The best time for offering the ‘‘Aqiqah is seven days after birth, because the Prophet (صلى الله عليه و سلم) said: “Every child is held in pledge for his ‘‘Aqiqah, which should be slaughtered on his behalf on the seventh day, and he should be shaved and given his name.” (Narrated by Abu Dawood; classed as sahih by Shaykh al-Albani in Sahih Abi Dawood)

Imam ibn al-Qayyim (may Allah have mercy on him) said: Among the benefits of ‘aqiqah are:

  • It is a sacrifice by means of which the child is brought close to Allah soon after he comes into this world.
  • It is a ransom for the newborn; his ‘aqiqah ransoms him so that he can intercede for his parents.
  • It is a sacrifice by which the newborn is ransomed just as Allah ransomed Isma’il with the ram. (Tuhfat al-Mawdood)

Perhaps another benefit of the ‘aqiqah is the gathering of relatives and friends for the walimah (feast).
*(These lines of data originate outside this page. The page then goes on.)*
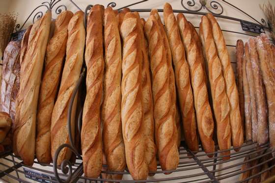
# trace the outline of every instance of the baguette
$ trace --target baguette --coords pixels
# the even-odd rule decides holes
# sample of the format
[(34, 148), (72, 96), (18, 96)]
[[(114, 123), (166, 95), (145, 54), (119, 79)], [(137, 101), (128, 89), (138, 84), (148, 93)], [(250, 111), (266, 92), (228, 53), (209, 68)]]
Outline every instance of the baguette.
[[(108, 170), (122, 172), (126, 162), (120, 114), (121, 45), (118, 24), (111, 7), (105, 9), (104, 26), (105, 74), (101, 111), (103, 144)], [(121, 179), (123, 176), (117, 174), (116, 178)]]
[[(139, 27), (140, 41), (141, 46), (141, 78), (142, 81), (142, 107), (144, 114), (144, 134), (146, 139), (145, 143), (145, 157), (148, 165), (149, 171), (154, 172), (157, 171), (157, 159), (156, 155), (157, 149), (155, 144), (154, 138), (154, 112), (153, 108), (153, 96), (152, 94), (152, 84), (150, 76), (150, 68), (148, 51), (146, 51), (146, 44), (143, 33), (143, 26), (138, 13), (134, 13), (137, 18), (140, 20), (141, 26)], [(154, 173), (150, 173), (150, 176), (154, 176)]]
[[(244, 95), (245, 98), (245, 119), (246, 120), (245, 129), (246, 140), (247, 141), (250, 141), (252, 140), (252, 111), (248, 80), (247, 74), (247, 60), (248, 59), (250, 59), (248, 47), (247, 43), (246, 43), (245, 45), (244, 52), (245, 53), (243, 56), (244, 60), (242, 69), (243, 71), (243, 82), (244, 84)], [(253, 80), (249, 81), (249, 82), (250, 81), (253, 81)]]
[(39, 162), (50, 163), (51, 119), (62, 72), (68, 38), (68, 24), (73, 16), (69, 11), (58, 16), (55, 33), (47, 47), (45, 66), (39, 90), (36, 123), (35, 155)]
[[(224, 150), (231, 147), (231, 131), (229, 119), (230, 104), (225, 91), (225, 83), (222, 76), (222, 66), (212, 35), (210, 20), (206, 16), (201, 18), (199, 26), (203, 50), (206, 55), (209, 82), (217, 122), (217, 133), (220, 149)], [(221, 153), (226, 156), (223, 159), (230, 158), (230, 151)]]
[[(83, 16), (84, 14), (82, 11), (77, 12), (73, 16), (68, 25), (66, 60), (58, 94), (52, 115), (51, 147), (53, 159), (55, 151), (61, 144), (70, 143), (67, 121), (69, 102), (80, 76), (83, 61), (85, 44)], [(76, 99), (77, 99), (77, 95)], [(73, 138), (75, 136), (74, 127), (77, 103), (77, 99), (75, 99), (72, 107), (72, 120), (70, 122)], [(57, 165), (60, 165), (63, 160), (69, 159), (71, 154), (71, 151), (68, 148), (63, 148), (59, 154)]]
[[(248, 45), (255, 90), (256, 106), (258, 122), (256, 128), (257, 141), (259, 145), (265, 144), (268, 141), (268, 129), (267, 122), (267, 108), (265, 88), (263, 81), (262, 72), (260, 71), (259, 56), (257, 52), (255, 39), (249, 38)], [(253, 130), (254, 127), (252, 126)]]
[(153, 15), (155, 16), (155, 18), (156, 18), (159, 25), (159, 27), (160, 29), (161, 34), (164, 39), (164, 44), (165, 48), (165, 51), (166, 61), (168, 63), (168, 68), (169, 70), (169, 89), (170, 90), (170, 95), (171, 97), (173, 120), (176, 122), (177, 132), (177, 145), (178, 147), (179, 147), (180, 144), (180, 139), (181, 139), (180, 118), (179, 117), (179, 116), (180, 116), (180, 114), (179, 111), (179, 107), (176, 105), (177, 96), (176, 86), (175, 84), (175, 76), (173, 67), (172, 66), (172, 54), (171, 53), (171, 50), (170, 49), (170, 45), (165, 32), (165, 28), (162, 23), (161, 17), (159, 15), (158, 10), (156, 9), (153, 9), (151, 11), (150, 14), (150, 15)]
[[(259, 57), (261, 70), (264, 78), (267, 98), (268, 107), (268, 121), (269, 127), (269, 139), (270, 147), (275, 149), (275, 78), (274, 78), (269, 62), (268, 52), (265, 48), (264, 43), (260, 36), (256, 38), (256, 46)], [(266, 132), (267, 134), (268, 133)], [(273, 153), (275, 157), (275, 152)]]
[(142, 107), (141, 33), (140, 20), (131, 12), (125, 14), (120, 27), (123, 40), (121, 81), (121, 121), (127, 167), (135, 180), (148, 176)]
[(248, 44), (246, 44), (245, 45), (245, 52), (247, 59), (247, 76), (248, 78), (248, 81), (249, 81), (248, 86), (251, 112), (252, 140), (253, 142), (256, 142), (258, 140), (258, 117), (257, 113), (257, 106), (256, 105), (256, 91), (255, 90), (254, 80), (253, 77), (251, 57), (249, 52), (249, 47)]
[(148, 40), (152, 76), (155, 135), (160, 163), (164, 170), (175, 169), (179, 163), (177, 127), (169, 89), (169, 72), (163, 37), (155, 16), (150, 15), (144, 30)]
[(26, 65), (21, 73), (22, 101), (16, 142), (19, 155), (28, 165), (32, 165), (34, 159), (36, 107), (51, 17), (48, 11), (32, 26), (24, 58)]
[[(205, 153), (213, 153), (215, 151), (215, 143), (213, 139), (214, 122), (208, 101), (206, 75), (203, 66), (203, 56), (197, 41), (193, 36), (193, 31), (195, 30), (191, 27), (182, 13), (178, 14), (177, 19), (190, 69), (200, 140)], [(213, 155), (210, 154), (208, 156), (211, 157)]]
[(244, 42), (241, 39), (237, 41), (236, 45), (236, 63), (237, 84), (239, 90), (239, 105), (240, 106), (240, 112), (242, 119), (242, 126), (244, 130), (245, 121), (245, 97), (244, 95), (244, 82), (243, 81), (243, 63), (244, 62), (244, 54), (245, 52)]
[(193, 93), (190, 83), (189, 68), (181, 42), (177, 21), (171, 5), (164, 7), (164, 22), (175, 69), (175, 82), (182, 116), (184, 134), (187, 146), (192, 151), (198, 150), (196, 122)]
[[(236, 84), (235, 74), (220, 27), (212, 14), (208, 13), (207, 16), (212, 25), (212, 34), (218, 54), (221, 63), (226, 94), (230, 103), (229, 116), (233, 146), (234, 147), (241, 146), (244, 143), (244, 131), (242, 125), (239, 94)], [(239, 148), (235, 149), (236, 151), (239, 151)]]
[[(22, 41), (21, 41), (21, 48), (20, 49), (20, 73), (23, 73), (23, 69), (24, 68), (23, 65), (23, 63), (24, 63), (24, 60), (28, 50), (28, 36), (29, 35), (29, 33), (30, 32), (32, 27), (32, 25), (31, 25), (27, 28), (25, 33), (24, 33), (24, 35), (23, 36)], [(23, 77), (22, 75), (20, 74), (20, 83), (22, 83), (22, 80), (23, 78)], [(18, 129), (20, 124), (20, 104), (22, 101), (22, 100), (20, 100), (20, 91), (22, 89), (22, 87), (19, 87), (19, 90), (18, 91), (17, 96), (16, 96), (16, 101), (15, 101), (15, 118), (14, 119), (14, 121), (12, 124), (12, 133), (13, 135), (12, 151), (13, 153), (14, 153), (14, 155), (15, 155), (16, 156), (19, 155), (18, 152), (17, 152), (17, 148), (16, 147), (16, 137), (17, 136), (17, 134), (18, 133)]]
[(100, 106), (104, 72), (104, 6), (97, 4), (89, 13), (85, 52), (87, 92), (83, 108), (81, 147), (84, 173), (88, 177), (95, 178), (99, 176), (102, 168)]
The scholars of the Standing Committee said: “‘‘Aqiqah is Sunnah mu’akkadah (confirmed Sunnah). For a boy two sheep should be sacrificed, each of which should meet the same conditions as a sheep for udhiya (sacrifice), and for a girl one sheep should be sacrificed. The sheep should be slaughtered on the seventh day, but if there is a delay it may be slaughtered at any time, and there is no sin in delaying it, although it is preferable to do it as soon as possible…”

(Most part of the above reply is based on various answers provided by Shaykh Muhammad Saalih al-Munajjid on the topic)

Allahu A’lam (Allah (سبحانه و تعالى) knows best) and all Perfections belong to Allah, and all mistakes belong to me alone. May Allah (سبحانه و تعالى) forgive me, Ameen.